Commentaire • 0
Sur la décision
| Référence : | TJ Le Mans, ch. 9, 24 avr. 2026, n° 25/00422 |
|---|---|
| Numéro(s) : | 25/00422 |
| Importance : | Inédit |
| Dispositif : | Désigne un expert ou un autre technicien |
| Date de dernière mise à jour : | 5 mai 2026 |
| Lire la décision sur le site de la juridiction |
Sur les parties
| Avocat(s) : | |
|---|---|
| Cabinet(s) : | |
| Parties : | E.U.R.L. JPS CHARPENTE COUVERTURE c/ Société [ V, S.A.S. SIAT ALSACE |
Texte intégral
Minute n°26/
ORDONNANCE DU : 24 avril 2026
DOSSIER N° : N° RG 25/00422 – N° Portalis DB2N-W-B7J-IS7Z
AFFAIRE : [C], [Q], [Z] [K], [A] [K], [B] [M]
c/ S.A.S. SIAT ALSACE, Société [V], E.U.R.L. JPS CHARPENTE COUVERTURE
TRIBUNAL JUDICIAIRE DU MANS
Chambre 9 CIVILE
ORDONNANCE DE RÉFÉRÉ DU 24 avril 2026
DEMANDEURS
Madame [C], [Q], [Z] [K]
née le 27 Novembre 2003 à [Localité 1], demeurant [Adresse 1] / FRANCE
représentée par Me Victorine BLIN, avocat au barreau du MANS
Monsieur [A] [K], demeurant [Adresse 1] / FRANCE
représenté par Me Victorine BLIN, avocat au barreau du MANS
Madame [B] [M], demeurant [Adresse 1] / FRANCE
représentée par Me Victorine BLIN, avocat au barreau du MANS
DEFENDERESSES
S.A.S. SIAT ALSACE, dont le siège social est sis [Adresse 2]
représentée par Maître Pierre LANDRY de la SCP PIERRE LANDRY AVOCATS, avocats au barreau du MANS, avocat postulant
et par Maître Michael ALLOUCHE de la AARPI ALEXANDRE – LEVY – KAHN – BRAUN et ASSOCIES, avocats au barreau de COLMAR, avocat plaidant
Société [V], dont le siège social est sis [Adresse 3]

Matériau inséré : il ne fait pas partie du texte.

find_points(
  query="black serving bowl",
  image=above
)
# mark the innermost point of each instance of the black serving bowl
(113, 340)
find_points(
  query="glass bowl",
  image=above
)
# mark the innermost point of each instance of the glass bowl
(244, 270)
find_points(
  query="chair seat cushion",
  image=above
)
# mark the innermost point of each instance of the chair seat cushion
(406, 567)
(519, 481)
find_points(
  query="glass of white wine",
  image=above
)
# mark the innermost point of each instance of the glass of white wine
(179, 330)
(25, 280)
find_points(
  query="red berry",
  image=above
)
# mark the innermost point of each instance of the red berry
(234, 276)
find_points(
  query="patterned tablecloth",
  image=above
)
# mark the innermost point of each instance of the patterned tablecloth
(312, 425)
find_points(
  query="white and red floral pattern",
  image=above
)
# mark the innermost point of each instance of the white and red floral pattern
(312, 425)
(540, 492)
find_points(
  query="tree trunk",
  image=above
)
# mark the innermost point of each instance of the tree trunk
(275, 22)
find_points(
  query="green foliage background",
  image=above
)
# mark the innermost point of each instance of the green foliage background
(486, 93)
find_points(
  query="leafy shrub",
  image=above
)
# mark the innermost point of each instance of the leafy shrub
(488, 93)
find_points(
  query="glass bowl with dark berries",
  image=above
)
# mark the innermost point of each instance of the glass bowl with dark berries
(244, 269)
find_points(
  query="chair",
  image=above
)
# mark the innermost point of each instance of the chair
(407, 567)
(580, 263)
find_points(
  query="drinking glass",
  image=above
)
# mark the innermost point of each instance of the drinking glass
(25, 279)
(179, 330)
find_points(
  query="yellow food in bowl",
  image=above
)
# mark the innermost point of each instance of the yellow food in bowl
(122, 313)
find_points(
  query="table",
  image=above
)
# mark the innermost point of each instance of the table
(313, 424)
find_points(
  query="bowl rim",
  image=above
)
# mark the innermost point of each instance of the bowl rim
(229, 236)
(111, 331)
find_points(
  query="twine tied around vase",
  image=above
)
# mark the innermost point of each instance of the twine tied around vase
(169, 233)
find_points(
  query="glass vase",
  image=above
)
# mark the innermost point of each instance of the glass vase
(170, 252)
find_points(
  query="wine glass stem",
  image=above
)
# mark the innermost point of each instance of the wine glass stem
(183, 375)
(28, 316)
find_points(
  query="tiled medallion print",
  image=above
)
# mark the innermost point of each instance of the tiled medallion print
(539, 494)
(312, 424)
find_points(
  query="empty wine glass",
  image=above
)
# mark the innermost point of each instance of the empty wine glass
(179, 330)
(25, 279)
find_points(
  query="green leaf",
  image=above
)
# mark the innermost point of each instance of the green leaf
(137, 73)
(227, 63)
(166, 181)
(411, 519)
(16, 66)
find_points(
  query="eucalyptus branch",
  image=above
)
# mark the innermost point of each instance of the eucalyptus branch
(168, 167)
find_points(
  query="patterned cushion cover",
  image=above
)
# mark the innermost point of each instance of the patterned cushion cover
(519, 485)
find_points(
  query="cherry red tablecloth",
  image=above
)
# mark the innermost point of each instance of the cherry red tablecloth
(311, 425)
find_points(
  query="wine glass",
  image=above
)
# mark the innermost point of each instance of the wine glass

représentée par Me Allétia CAVALIER, avocat au barreau du MANS, avocat postulant
et par Maître Joacvhim BERNIER, de la SELARL CLARENCe AVOCATS, avocats au barreau de NANTES, avocat plaidant
E.U.R.L. JPS CHARPENTE COUVERTURE, dont le siège social est sis [Adresse 4] / FRANCE
représentée par Maître Alain DUPUY de la SCP HAUTEMAINE AVOCATS, avocats au barreau du MANS
FAITS, PROCÉDURE ET MOYENS DES PARTIES
Monsieur [A] [K] et madame [B] [M] étaient propriétaires d’une maison d’habitation située à [Localité 2] au [Adresse 5]. Au cours de l’année 2017, ils avaient décidé de réaliser des travaux de charpente à l’étage de leur habitation et avaient confié ces travaux à la société JPS CHARPENTE COUVERTURE. Ils avaient signé ainsi un devis d’un montant de 36 380.94 €, le 10 février 2017 et emprunté les fonds nécessaires auprès de leur établissement bancaire. Plusieurs factures d’acomptes ont été émises et réglées et la totalité des travaux a été réglée le 18 septembre 2017. Lesdits travaux ont été réceptionnés le 3 octobre 2017.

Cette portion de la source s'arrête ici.